3. The conduct of government in an arbitrary manner - policies or actions are taken, not necessarily irrationally, but without adequate explanation and with the terms of debate sharply skewed in favour of those in office;

4. Secrecy, the boon companion of arbitrariness - here the difference is that secrecy may go beyond simple failure to account for what is done. It is not limited to actions but extends more widely to information;

5. National security is regularly invoked in the perennial tussle of fiscal and social priorities.

Rights v. Security

In Sri Lanka ER are made under the Public Security Ordinance (PSO). Under Sec. 2 of the Ordinance the President is empowered to proclaim the state of emergency by bringing into operation Part II of the Ordinance into operation. However, before proclaiming the state of emergency the President shall satisfy himself/herself of the existence of the following situation:

    - the existence or imminence of a state of public emergency;

    - the President is of opinion that it is expedient to do so;

    - in the interest of public security; and

    - the preservation of public order or

    - the necessity to maintain supplies and services essential to the life of the country.

Where do we stand?

Sri Lanka has ratified the International Covenant on Civil and Political Rights (ICCPR) and the First Optional Protocol to it in 1980 and 1997 respectively.

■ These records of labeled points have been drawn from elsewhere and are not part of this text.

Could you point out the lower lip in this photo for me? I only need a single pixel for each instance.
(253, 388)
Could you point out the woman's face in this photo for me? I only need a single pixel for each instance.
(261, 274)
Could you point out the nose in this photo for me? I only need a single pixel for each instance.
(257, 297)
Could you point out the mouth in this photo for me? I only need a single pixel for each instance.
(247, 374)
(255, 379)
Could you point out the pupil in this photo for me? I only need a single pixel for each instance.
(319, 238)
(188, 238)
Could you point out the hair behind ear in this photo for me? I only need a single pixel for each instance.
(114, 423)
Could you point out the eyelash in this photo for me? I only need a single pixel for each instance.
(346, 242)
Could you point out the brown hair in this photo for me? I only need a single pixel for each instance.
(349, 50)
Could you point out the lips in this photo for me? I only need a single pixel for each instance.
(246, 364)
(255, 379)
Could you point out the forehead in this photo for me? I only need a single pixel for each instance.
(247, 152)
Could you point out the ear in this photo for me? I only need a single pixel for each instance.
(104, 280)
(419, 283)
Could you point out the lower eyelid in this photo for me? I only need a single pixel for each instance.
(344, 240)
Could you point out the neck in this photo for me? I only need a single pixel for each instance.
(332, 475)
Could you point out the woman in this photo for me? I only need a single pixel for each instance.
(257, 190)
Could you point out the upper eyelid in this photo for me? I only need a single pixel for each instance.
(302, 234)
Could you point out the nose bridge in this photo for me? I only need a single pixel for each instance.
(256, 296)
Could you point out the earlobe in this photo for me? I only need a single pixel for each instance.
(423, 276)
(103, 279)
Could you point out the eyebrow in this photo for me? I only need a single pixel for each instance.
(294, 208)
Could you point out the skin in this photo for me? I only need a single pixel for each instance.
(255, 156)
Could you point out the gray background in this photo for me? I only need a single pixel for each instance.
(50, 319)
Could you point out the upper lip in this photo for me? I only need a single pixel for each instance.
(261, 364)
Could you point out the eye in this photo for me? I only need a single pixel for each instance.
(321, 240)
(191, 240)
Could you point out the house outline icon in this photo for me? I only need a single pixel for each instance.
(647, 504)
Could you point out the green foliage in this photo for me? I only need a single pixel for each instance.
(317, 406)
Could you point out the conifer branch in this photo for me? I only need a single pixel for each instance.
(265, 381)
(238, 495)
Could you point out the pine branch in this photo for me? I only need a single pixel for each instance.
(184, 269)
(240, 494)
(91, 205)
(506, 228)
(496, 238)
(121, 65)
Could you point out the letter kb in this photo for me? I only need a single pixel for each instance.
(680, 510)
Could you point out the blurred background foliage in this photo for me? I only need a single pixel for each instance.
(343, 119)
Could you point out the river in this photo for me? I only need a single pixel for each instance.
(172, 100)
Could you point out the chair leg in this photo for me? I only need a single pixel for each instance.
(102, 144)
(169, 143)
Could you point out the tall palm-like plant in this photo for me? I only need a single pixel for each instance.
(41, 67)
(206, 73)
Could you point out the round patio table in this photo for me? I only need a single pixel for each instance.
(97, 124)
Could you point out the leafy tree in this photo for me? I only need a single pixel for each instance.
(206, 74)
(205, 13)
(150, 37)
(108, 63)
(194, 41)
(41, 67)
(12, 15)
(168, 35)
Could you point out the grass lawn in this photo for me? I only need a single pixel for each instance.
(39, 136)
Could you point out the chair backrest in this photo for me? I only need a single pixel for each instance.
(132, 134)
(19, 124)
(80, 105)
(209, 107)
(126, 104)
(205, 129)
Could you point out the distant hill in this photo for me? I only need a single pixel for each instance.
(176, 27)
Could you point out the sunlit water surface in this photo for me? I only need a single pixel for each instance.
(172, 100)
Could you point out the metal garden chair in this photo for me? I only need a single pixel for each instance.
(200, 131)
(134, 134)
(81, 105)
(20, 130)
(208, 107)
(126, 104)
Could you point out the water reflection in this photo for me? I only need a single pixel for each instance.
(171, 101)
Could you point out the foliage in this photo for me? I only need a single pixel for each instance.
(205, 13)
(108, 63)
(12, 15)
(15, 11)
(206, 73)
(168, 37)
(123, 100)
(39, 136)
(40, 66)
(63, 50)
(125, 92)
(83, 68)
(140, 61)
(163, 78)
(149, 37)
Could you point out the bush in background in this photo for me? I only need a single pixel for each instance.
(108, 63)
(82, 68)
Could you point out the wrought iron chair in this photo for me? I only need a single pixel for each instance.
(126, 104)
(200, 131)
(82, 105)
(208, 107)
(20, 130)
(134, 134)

Hence it has a legal obligation towards the international community to see that the provisions of those two instruments are adopted and strictly adhered to. The Reports submitted by States as parties to the Human Rights Committee of the UN have been closely scrutinised by independent experts in order to see whether they meet international standards as prescribed by the ICCPR.

Prof. Rosalyn Higgins of the Human Rights Committee (presently a Judge of the International Court of Justice) criticised the Report submitted by Sri Lanka in 1991 saying that the word necessity is a must in any derogation clause and Sri Lanka has failed to include this word in the derogation clause of Article 15(7). She further pointed out that terms like "in the interest of national security or in the interest of national economy" are unacceptable in international law of human rights.

According to the international standards of human rights it is so vital that the emergency law of a State Party is applicable to its nationals subject to the following four cardinal principles:

    - non-discrimination on the basis of any of the prohibited grounds (see Article 12 of the Constitution);

    - the principle of proportionality;

    - the principle of non-derogation;

    - the principle of consistency (with the other obligations under international law).

There is no doubt that the UN Human Rights Committee would entertain petitions from Sri Lankans on any of the above grounds.